Now he takes over, pulling me to sit on one of his legs and Corey to sit on the other. Six legs are on the floor now, and his big arms are reaching around us to hold the letter in the middle. I don’t remember him ever reading us bedtime stories when we were little, Mother always did, so it’s weird to hear him reading like this. I don’t want to listen, but I have to. We all do.
For a while, I thought about really leaving and taking the boys with me, on the ultimate journey. Coming home from the drive-in tonight, the streets deserted, it would have been so easy for me to just press my foot down on the gas pedal. I’d turn it into a game and we’d all laugh and laugh, fast and faster and fastest until we hit something. But I couldn’t be certain it would take us all, and the boys have done nothing to deserve that. I’ve had my life, but they haven’t. Let that be my final gift to you: that I didn’t take your sons. I got them home safely. I got them home, where you weren’t to be found. They deserve better than that.
Corey fell asleep at the drive-in, so Clarke helped me carry him in. I was right about Clarke. He sees things. He knows things. He tucked Corey into bed tonight, better than I ever could have. Corey, my sleeping angel. He is beautiful when he is still and asleep, but just as beautiful when he shakes with his angel disease.
I kissed him one last time, and that woke him up. He felt my tears on his precious little face, and he tried to make me feel better. He brought me a glass of chocolate milk, to help me sleep, then toddled away, back to bed. But I couldn’t drink it. Holding that glass to my lips would have made me think of how much love you and I used to share, when the boys first came into our lives and I thought things could get better; I should give you a second chance. A third chance. A fourth. But now, I’ve given you all the chances you deserve.

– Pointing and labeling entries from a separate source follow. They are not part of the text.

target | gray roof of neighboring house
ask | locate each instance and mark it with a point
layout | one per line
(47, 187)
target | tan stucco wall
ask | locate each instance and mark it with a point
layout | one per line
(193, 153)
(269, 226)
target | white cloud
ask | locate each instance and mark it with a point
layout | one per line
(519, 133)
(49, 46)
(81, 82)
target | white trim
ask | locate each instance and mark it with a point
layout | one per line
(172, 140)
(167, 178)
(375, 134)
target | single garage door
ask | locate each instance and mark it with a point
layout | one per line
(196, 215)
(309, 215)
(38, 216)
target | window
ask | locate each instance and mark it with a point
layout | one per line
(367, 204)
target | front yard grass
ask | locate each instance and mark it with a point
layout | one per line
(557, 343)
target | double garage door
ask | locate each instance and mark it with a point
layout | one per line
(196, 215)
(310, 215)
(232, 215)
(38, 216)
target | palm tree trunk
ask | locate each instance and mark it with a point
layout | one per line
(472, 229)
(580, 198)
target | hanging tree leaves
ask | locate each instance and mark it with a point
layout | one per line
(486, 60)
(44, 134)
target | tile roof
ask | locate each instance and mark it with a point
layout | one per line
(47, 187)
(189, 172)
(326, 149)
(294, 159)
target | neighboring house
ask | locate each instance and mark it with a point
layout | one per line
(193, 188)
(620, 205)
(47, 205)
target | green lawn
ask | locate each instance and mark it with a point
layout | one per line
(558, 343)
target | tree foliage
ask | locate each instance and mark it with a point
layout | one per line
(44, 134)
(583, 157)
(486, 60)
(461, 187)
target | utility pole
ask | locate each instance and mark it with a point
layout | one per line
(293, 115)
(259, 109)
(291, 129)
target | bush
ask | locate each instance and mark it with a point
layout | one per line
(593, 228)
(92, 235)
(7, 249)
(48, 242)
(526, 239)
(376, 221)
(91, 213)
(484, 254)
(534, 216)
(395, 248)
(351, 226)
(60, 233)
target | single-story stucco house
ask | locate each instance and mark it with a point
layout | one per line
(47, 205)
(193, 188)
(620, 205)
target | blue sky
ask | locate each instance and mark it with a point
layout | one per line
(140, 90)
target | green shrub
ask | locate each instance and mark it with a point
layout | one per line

So I emptied the glass onto the floor without taking a sip, and it disappeared into the rug. A glass of spilt chocolate milk is letting you off too easy. You and your girlfriend can clean up the mess it leaves, just like I’m leaving you.
“You mean … she didn’t drink it? I didn’t kill her? She spilled it?” Corey stops Daddy cold.
“Corey Banorey, if I had thought … if I had known, in a million years, that you were thinking that …”
“But I did it. I mashed up the pills.”
“She mashed up the pills. She took those, but not the ones you gave her. She spilled all that. You have nothing to feel bad about. It all makes sense now. That goddamn tether ball. Goddamn me. Not smart enough to take her to the doctor. Out so goddamn late …” Daddy is crying so hard the paper’s getting wet, and her red handwriting is getting all smeary.
I grab the pages from Daddy. “That night at the drive-in? She came back and wrote all this?” Before Daddy or Rita can stop me, I start reading what’s left aloud.
My Clarke, my Corey, the two names I will shout aloud at my Final Judgment, which is fast approaching. At least you gave me them. That’s the one thing—the two things—I can’t hate you for. For the rest of their lives, and mine, I will surround them with the carousels and Tilt-A-Whirls and tornadoes of love, which you once promised me.
That was the end. There wasn’t anything else, not even her name.
“Your Mumma …” Daddy says, the thing he always says when he can’t think of what else to say. “She wasn’t in her right mind when she wrote that. She was … confused. The tether ball, the pills made her all confused …”
He doesn’t know what else to say, and neither does anybody else. So nobody says anything. And nobody stops me when I take the letter for myself and walk back to our bedroom to put it under my pillow, as evidence of love.